Last week, MSMB Capital Management submitted the petition asking the FDA to block Neoprobe’s application on the grounds that the drug’s pivotal trials suffered from vital mistakes. The allegations included charges that the trials are not adequately controlled and contain conflicts of interest that may have compromised their integrity.
Neoprobe was quick to issue a public response and filed its formal reply with the federal watchdog agency this week.
"Neoprobe’s management and board of directors take seriously any action aimed at harming our shareholders or delaying the availability to patients of a potentially helpful diagnostic agent," the company said in a press release. "We believe that we are appropriately addressing the current set of unwarranted or misleading statements and/ or filings made by parties whose motives and actions stand contrary to the interests of our shareholders and the patients and physicians we serve."
The formal response notes that MSMB Capital, a hedge fund, is a "short-seller who could potentially benefit financially from a decline in Neoprobe’s stock price."
"The Citizen Petition is baseless and replete with factual and regulatory misstatements, served under a cloak of legitimacy," the company wrote. "The petitioner selectively cites Neoprobe press releases, SEC filings and literature references, yet omits information from public filings, disclosures, and statements made by the company, as well as other relevant references from the literature, which are unfavorable to the petition. FDA regulations, however, require the disclosure of information, known to the petitioner, even if unfavorable to the petition."
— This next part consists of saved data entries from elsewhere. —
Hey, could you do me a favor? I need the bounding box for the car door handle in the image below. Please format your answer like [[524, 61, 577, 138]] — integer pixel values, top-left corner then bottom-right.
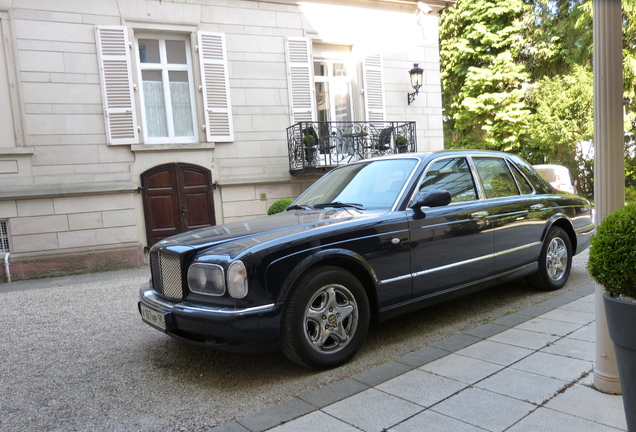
[[530, 204, 544, 210], [471, 211, 489, 219]]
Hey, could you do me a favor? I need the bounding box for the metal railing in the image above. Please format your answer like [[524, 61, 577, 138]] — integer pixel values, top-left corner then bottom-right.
[[286, 121, 417, 173]]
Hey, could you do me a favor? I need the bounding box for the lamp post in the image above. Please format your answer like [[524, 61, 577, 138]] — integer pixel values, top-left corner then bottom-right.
[[408, 63, 423, 105]]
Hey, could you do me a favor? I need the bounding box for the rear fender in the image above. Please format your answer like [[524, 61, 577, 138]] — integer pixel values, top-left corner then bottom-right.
[[543, 215, 576, 250]]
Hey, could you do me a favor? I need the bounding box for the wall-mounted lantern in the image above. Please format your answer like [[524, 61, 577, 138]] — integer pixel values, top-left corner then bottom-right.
[[408, 63, 423, 105]]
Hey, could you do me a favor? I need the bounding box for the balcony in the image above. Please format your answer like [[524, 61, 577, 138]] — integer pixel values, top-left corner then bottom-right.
[[287, 121, 417, 174]]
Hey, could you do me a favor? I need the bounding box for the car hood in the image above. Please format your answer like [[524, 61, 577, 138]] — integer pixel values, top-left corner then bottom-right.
[[153, 208, 374, 252]]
Three allegations form the crux of the petition’s "factual inaccuracies, mis-characterizations, and misstatements," according to Neoprobe:
- MSMB Capital mis-characterizes what Lymphoseek is designed to do, erroneously calling it "sentinel lymph node mapping," according to Neoprobe. "Indeed, as Neoprobe has repeatedly noted in SEC filings and other public disclosures, Neoprobe’s regulatory-appropriate clinical trials were designed to achieve an indication for ‘anatomical delineation of lymphatic tissue,’ not ‘sentinel lymph node mapping,’" the company wrote. "The distinction is critical to understanding the study design, and exemplifies the types of flaws evident throughout the petition."
- The petition also questions the use of vital blue dye as the control compound for the study, rather than vital blue dye plus sulfur colloid. Neoprobe said the assertion "reveals the petitioner’s fundamental mis-characterization of the facts, and the legal and regulatory framework for the design of studies required for drug approval" because the FDA has not approved sulphur colloid for anatomic delineation of lymphatic tissue. "Thus, the only appropriate comparator in the instant case is vital blue dye, which received FDA approval for the indication sought by Lymphoseek," the company wrote.
- Lastly, MSMB cites an "out-dated" 1994 article to support the assertion that the "truth standard" for the FDA’s Lymphoseek review should be axillary nodal dissection. "Not surprisingly, however, the petitioner fails to cite any FDA regulations that support this conclusion," Neoprobe wrote. "Petitioner conveniently ignores the substantial scientific advancement during the past seventeen years, demonstrating that axillary nodal dissection in the instant case would, in fact, have subjected patients to numerous, unnecessary risks, representing safety and ethical considerations in the conduct of such a study."
The Neoprobe rebuttal concludes by asking the FDA to dismiss the MSMB petition out-of-hand.